While the heating systems in apartments have been in effect since October 1st, the steady drop in temperatures mandate an adherence to the guidelines enacted by the Department of Housing Preservation and Development. If the mercury falls below 55 degrees during the day, between 6 a.m. to 10 p.m., buildings must have their heating cranked up to at least 68 degrees. In the evening hours, between 10 p.m. and 6 a.m., regardless of the outside temperature, the internal temperature must be set to a comfortable 62 degrees, at the very least. During this “heat season” between October 1st to May 31st, buildings must abide by this regulation. If tenants are still finding themselves resorting to donning outerwear indoors, they are encouraged to contact the building managers. And if they fail to deliver, tenants are at liberty to contact 311, the city Department of Housing Preservation and Development, to resolve the issue.
But before building managers can worry about monitoring the thermostat, there are several components that need to be taken into consideration. One of which is the source of fuel the building is utilizing to power their heating system.

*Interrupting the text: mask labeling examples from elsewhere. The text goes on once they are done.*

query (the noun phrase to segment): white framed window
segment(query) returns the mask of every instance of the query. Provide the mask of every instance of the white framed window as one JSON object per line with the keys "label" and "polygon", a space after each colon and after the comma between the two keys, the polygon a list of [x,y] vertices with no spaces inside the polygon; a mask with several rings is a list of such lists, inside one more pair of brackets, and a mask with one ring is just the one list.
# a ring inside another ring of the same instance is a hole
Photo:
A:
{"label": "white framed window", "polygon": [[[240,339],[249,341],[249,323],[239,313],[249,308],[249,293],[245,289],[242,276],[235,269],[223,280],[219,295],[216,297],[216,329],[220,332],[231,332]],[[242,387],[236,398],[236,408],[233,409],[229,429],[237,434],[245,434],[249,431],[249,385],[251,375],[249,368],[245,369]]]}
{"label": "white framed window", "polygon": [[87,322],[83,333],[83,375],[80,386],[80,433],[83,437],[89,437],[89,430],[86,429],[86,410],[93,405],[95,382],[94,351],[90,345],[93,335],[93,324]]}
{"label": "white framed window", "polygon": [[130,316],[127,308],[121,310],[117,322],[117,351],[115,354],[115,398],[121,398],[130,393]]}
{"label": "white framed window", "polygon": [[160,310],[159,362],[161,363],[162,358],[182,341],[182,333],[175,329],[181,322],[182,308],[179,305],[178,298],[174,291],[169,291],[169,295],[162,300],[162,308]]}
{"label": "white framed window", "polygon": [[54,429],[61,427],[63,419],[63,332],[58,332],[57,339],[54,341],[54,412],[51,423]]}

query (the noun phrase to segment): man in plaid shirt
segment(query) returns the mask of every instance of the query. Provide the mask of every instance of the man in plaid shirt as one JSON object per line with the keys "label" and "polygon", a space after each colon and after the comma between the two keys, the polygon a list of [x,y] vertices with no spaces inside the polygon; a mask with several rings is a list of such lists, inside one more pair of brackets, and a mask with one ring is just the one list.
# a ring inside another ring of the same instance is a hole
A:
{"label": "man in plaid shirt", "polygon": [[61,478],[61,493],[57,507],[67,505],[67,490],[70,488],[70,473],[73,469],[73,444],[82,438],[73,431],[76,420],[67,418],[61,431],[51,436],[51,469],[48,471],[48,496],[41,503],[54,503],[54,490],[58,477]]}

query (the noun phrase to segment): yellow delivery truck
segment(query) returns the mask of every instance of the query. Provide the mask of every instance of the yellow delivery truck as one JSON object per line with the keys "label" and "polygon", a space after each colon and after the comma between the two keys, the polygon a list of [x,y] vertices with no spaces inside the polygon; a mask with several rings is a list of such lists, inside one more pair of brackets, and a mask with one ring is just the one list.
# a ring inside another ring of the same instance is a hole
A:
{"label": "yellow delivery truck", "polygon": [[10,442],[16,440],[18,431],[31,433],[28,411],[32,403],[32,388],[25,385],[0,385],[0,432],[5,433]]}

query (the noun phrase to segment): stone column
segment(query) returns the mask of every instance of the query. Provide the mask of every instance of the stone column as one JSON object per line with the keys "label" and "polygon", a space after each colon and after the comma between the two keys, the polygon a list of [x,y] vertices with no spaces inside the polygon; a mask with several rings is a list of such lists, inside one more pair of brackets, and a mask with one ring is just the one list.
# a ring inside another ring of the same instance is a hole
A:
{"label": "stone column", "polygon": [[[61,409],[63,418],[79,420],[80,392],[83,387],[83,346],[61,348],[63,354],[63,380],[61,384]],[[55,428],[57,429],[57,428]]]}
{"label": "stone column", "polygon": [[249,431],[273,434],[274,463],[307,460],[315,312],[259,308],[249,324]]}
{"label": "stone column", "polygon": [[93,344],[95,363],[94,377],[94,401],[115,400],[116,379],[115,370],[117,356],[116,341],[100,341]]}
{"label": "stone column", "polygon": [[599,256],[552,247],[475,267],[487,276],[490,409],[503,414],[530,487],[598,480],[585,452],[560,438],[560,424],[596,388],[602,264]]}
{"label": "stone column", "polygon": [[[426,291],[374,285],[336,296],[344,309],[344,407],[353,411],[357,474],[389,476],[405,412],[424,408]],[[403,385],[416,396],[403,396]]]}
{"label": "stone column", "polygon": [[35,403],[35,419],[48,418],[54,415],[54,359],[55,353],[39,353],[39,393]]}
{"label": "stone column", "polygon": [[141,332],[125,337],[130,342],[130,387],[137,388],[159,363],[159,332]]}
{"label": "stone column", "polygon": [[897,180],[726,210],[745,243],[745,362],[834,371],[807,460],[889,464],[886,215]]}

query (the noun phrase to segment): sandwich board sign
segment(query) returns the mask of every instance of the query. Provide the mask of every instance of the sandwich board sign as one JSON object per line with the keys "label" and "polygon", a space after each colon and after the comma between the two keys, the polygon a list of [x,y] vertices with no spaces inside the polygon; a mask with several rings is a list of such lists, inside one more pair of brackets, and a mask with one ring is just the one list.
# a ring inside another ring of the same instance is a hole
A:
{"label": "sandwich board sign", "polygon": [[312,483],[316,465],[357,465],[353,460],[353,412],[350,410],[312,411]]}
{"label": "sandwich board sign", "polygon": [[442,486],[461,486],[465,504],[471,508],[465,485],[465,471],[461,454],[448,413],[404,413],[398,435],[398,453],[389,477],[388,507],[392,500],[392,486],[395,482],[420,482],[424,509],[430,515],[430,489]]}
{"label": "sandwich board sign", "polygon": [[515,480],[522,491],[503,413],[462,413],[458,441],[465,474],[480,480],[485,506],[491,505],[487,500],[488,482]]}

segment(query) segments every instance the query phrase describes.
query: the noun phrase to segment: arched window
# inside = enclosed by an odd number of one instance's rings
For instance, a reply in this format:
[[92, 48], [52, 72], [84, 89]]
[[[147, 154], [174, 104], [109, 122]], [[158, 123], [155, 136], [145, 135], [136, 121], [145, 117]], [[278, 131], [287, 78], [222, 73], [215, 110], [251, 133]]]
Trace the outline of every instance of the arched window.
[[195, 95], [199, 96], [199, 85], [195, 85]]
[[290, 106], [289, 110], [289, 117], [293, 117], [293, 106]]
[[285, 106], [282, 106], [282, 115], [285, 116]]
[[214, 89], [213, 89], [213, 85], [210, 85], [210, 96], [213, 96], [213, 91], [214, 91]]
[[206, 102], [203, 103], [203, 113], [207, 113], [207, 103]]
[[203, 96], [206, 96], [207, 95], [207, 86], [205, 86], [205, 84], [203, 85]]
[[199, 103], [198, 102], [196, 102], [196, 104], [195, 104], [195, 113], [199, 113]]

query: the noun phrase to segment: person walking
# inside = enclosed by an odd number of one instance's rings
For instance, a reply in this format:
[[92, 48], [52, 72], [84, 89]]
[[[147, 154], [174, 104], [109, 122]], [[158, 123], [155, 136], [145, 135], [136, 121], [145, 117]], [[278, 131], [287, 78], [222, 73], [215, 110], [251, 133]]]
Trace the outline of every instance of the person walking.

With climate change continuing to be a pressing issue, Mayor Bill de Blasio set an ambitious goal of reducing greenhouse gas emission by eighty percent by 2050, which necessitates major cutbacks on energy waste. As of 2016, the use of No.6 has diminished, and all 5,300 buildings in New York City that utilized No.6 oil to operate their heating system have converted to the use of cleaner grades of fuel or natural gas. A major way to reduce greenhouse gas emission is to replace current boilers with smaller, more efficient ones. Many boilers in New York City are oversized, which not only generate more waste fuels, but cost more to install and provide uneven heating, while reducing the effectiveness of conservation measures.
One of the greatest sources of excessive waste is the use of steam boilers that run on overdrive during the winter months. The problem with this method is that, in an attempt to reach every apartment with equal amounts of heat, the steam boilers run longer and with more pressure to reach the furthest corners of the apartments. This results in overheated residents opening their windows just to generate circulation within their boiling apartment and cool down.

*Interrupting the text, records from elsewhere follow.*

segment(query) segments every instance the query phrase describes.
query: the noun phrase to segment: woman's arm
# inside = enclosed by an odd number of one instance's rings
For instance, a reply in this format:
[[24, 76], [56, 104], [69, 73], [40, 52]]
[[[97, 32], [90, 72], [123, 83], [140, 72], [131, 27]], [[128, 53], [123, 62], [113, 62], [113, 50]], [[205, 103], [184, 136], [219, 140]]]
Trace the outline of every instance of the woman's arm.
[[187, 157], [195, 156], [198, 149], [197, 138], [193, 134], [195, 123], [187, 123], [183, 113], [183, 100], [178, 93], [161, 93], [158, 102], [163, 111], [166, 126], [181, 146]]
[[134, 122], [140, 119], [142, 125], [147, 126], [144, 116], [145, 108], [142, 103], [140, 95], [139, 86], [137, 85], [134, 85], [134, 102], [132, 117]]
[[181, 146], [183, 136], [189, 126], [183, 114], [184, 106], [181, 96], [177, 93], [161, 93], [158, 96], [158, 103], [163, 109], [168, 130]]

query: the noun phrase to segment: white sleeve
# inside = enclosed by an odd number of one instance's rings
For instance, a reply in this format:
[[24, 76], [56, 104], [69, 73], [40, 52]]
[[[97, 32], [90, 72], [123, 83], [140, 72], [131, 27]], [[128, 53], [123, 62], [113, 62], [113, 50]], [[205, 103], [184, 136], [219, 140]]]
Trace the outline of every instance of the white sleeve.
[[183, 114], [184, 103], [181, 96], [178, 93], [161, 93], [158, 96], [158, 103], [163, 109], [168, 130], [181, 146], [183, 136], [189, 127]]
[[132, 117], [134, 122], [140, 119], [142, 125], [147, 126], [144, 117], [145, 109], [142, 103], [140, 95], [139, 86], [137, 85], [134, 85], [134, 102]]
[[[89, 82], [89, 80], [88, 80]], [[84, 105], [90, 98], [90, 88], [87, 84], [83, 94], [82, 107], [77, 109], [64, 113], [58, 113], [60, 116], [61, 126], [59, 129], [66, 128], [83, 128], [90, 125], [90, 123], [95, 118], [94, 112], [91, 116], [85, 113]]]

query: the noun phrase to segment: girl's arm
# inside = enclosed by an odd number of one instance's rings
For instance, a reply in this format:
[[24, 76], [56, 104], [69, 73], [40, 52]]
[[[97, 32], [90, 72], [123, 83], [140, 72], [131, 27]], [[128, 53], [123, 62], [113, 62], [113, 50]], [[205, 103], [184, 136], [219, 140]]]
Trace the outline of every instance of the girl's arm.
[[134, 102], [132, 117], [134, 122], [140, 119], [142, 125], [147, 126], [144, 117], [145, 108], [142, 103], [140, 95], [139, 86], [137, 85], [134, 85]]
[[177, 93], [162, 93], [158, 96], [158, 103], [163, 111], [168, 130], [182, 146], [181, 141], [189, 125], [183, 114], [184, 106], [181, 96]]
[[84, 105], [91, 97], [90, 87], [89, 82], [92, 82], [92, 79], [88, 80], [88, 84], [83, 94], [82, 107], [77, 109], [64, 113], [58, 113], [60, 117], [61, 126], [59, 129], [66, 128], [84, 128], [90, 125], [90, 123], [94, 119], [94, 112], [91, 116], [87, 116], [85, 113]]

Adding multi-sensor controls to heating systems has recently been introduced as a means to reduce emissions. Since most buildings comply by the Department of Housing Preservation and Development, they estimate how long the heat should runs based on outdoor temperature, not how hot it is internally. This could have a significant impact, since overheated residents tend to open windows as a result of larger boilers being powered on too high. This defeats the point of heating systems and promotes the waste of fuel that is harmful to the environment. Apartment buildings already contribute significantly to the climate change issue, as they emit the largest amount of carbon into the air of all the building types in the city.
But with Local Law 87 eliminating the use of No.6 and a potential ban on No.4 oil on its way, many buildings are turning to cleaner fuels, such as No.2 oil or gas conversion, to run off either pure gas or dual fuel as a means to operate their heating systems. Other cleaner fuel like the ultra-low sulfur and biodiesel are proving to be the preferable option, as approximately 1,500 buildings have already converted to cleaner fuel in the year 2016 alone.
It’s not always easy being aware of every facet of the process, however, and for that reason the city’s Retrofit Accelerator programs are a helpful tool to educate owners and decision-makers like building managers about available energy upgrades. Its “direct one-to-one” assistance provides information on upgrading steam systems that are declining and offers building managers a helping hand.
With the unforgiving chill upon us, heating systems are essential, but don’t need to add to wasted fuel. So, as we all work to stay warm this winter, keep in mind: let’s make comfort, not emissions.